Every gardener develops their own tricks and techniques to use in the garden, and old wives tales are as important a part of the art of gardening as trowels and sun hats. If you’re looking to get more out of your garden or just find uses for common household waste, try these ten unusual (but reliable) gardening tips.
Even a teetotal gardener should make sure there’s a couple of cans of cheap lager under the sink, because they can be used as excellent organic pest control. Use an abandoned tin, jar or plastic cup and bury it up to the neck in the soil near any plants that are suffering slug problems. When filled with beer, it makes a serviceable trap that attracts, drowns and poisons slugs, while not posing a risk to household pets, children or the plants themselves.
Other gardeners use a mixture of beer, 1 parts Epsom salts and fish oil as a low-cost and efficient fertiliser.
This one’s not for the faint-hearted. Once you’ve collected a couple of traps full of bugs, pick an old or easily sanitised blender and liquidize them. Strain the result, stick it in a spray bottle and spray it on plants as an excellent natural insecticide. If you can stomach it, the mixture repels and even kills most bugs.
Plants require all kinds of minerals and nutrients, and where better to get them than in their concentrated form from common household waste? Coffee grounds and beans contain phosphorous, potassium, magnesium, copper and nitrogen, all vital for the development of healthy vegetables. In addition, caffeine is a weak but functional natural anti-fungal agent, and will even help deter slugs and snails.
Banana peels, meanwhile, are also an excellent source of potassium and calcium, as well as potash, magnesium, sulfur, phosphates and sodium. They decompose quickly and don’t smell too bad, helping you create thick, nutritious topsoil. Some gardeners blend them with water to reduce decomposition time, but either way they’re great on roses and tomatoes.
Applied daily, camomile tea makes a gentle anti-fungal spray that’s perfect for nurturing and protecting seedlings, particularly during the ‘damping off’ period when they’ve been transplanted to the garden for the first time. Make a pot of camomile and wait until the leftovers have cooled, of course.
Water used to boil vegetables or pasta contains a lot of nutrients, and it’s a shame to waste it (In addition, it can contribute to ‘fatbergs’ in the pipes). Let your pan water cool instead and toss it onto your vegetable garden. If boiling eggs the water will contain plenty of useful calcium, which will help your plants grow stronger stalks.
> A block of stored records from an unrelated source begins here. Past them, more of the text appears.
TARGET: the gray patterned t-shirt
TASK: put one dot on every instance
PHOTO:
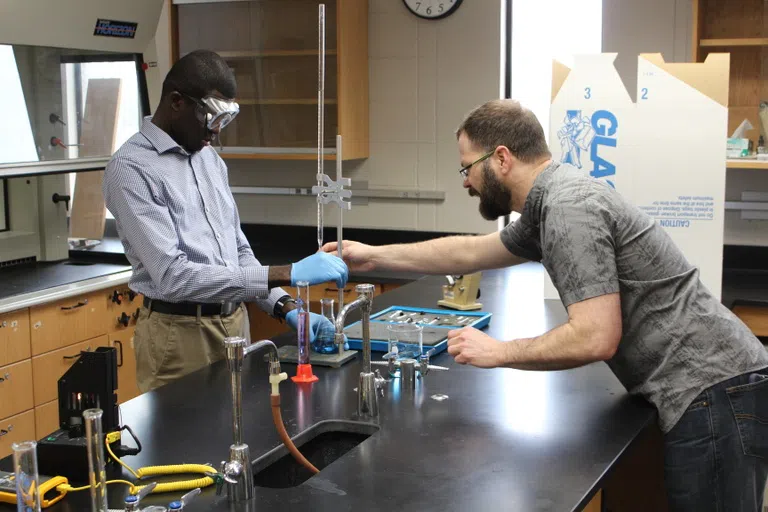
(678, 339)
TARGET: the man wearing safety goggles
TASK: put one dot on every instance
(169, 193)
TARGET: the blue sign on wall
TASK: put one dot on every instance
(112, 28)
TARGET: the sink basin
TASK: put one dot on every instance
(321, 444)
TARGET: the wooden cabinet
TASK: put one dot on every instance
(272, 47)
(48, 368)
(126, 364)
(14, 336)
(15, 388)
(15, 429)
(67, 321)
(47, 418)
(738, 28)
(123, 307)
(756, 318)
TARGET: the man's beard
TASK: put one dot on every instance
(496, 198)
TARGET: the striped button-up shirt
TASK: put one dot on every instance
(179, 224)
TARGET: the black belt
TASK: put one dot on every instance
(190, 308)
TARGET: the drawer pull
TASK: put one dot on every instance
(78, 354)
(78, 305)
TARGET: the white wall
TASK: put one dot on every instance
(651, 26)
(425, 76)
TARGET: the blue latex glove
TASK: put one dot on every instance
(321, 267)
(321, 332)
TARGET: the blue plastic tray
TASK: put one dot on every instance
(435, 336)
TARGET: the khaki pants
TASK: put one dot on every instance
(171, 346)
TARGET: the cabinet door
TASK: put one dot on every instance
(15, 430)
(48, 368)
(14, 336)
(272, 48)
(47, 419)
(15, 388)
(68, 321)
(126, 365)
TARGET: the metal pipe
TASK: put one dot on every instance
(340, 227)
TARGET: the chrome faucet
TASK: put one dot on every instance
(238, 473)
(370, 383)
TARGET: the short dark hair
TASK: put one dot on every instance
(505, 122)
(198, 73)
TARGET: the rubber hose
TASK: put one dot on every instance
(277, 417)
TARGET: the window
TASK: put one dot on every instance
(16, 133)
(5, 224)
(543, 31)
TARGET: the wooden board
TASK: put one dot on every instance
(353, 78)
(709, 77)
(99, 131)
(728, 19)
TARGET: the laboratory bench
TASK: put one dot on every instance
(467, 439)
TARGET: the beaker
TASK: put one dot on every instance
(94, 439)
(27, 479)
(302, 326)
(325, 340)
(405, 342)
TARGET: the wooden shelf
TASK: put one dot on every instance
(249, 54)
(289, 101)
(747, 164)
(740, 41)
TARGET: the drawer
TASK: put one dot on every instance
(48, 368)
(123, 306)
(46, 419)
(14, 336)
(126, 365)
(68, 321)
(16, 388)
(756, 318)
(15, 430)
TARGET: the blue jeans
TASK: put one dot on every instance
(716, 456)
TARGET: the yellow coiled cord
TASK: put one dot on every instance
(149, 471)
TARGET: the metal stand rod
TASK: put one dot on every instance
(320, 117)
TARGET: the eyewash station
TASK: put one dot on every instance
(376, 416)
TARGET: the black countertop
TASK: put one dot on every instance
(503, 439)
(33, 277)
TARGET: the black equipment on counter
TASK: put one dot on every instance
(89, 384)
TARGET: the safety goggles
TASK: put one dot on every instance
(215, 112)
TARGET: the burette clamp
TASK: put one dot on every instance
(334, 192)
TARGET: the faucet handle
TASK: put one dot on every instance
(184, 501)
(424, 361)
(380, 381)
(231, 471)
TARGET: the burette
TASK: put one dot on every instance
(326, 189)
(320, 120)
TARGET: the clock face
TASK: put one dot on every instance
(432, 9)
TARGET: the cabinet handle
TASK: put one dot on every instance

Rain barrels and water butts are an environmentally-friendly way of watering your garden and an excellent store of water during the dry summer months, but when it gets warm they can become breeding grounds for mosquitos and other insect pests, contaminating the water and leading to lots of bites while gardening. To avoid this, you can introduce common household fish like goldfish or minnows into the barrel during the summer.
However, to keep the fish alive and thriving (there’s no need to be cruel!) there are some extra things to include – you can find out more here.
‘Keyhole Gardening’ is a recognised technique when gardening in areas with poor soil or limited space. Organise your garden and reduce the amount of topsoil you buy by planting in raised soil containers rather than in the ground. You could purpose-buy containers, but old tires, topsoil bags or even hollowed out straw bales are all excellent additions for a more homely garden. Strictly organising them by allowing each plant a square foot of distance from all other plants also helps.
This is more of a quirk of the human brain than anything particular to the plants themselves. Planting odd numbers of plants, particularly threes and fives, will make a garden look lusher and healthier.
This fine old wives’ tale actually contains a grain of truth, particularly with root vegetables like parsnips, cold temperatures and frost force the plants to convert starch into sugar to survive without sunlight, resulting in a nuttier, sweeter flavour that’s much more palatable.
Eggs and eggshells have a myriad of uses to the savvy gardener. Burying an egg in the soil creates a slow-release fertiliser source that can provide plants with all kinds of essential nutrients. Eggshells are also useful sources of calcium carbonate, so blended mixtures of shells sprinkled on flowerbeds can have excellent results.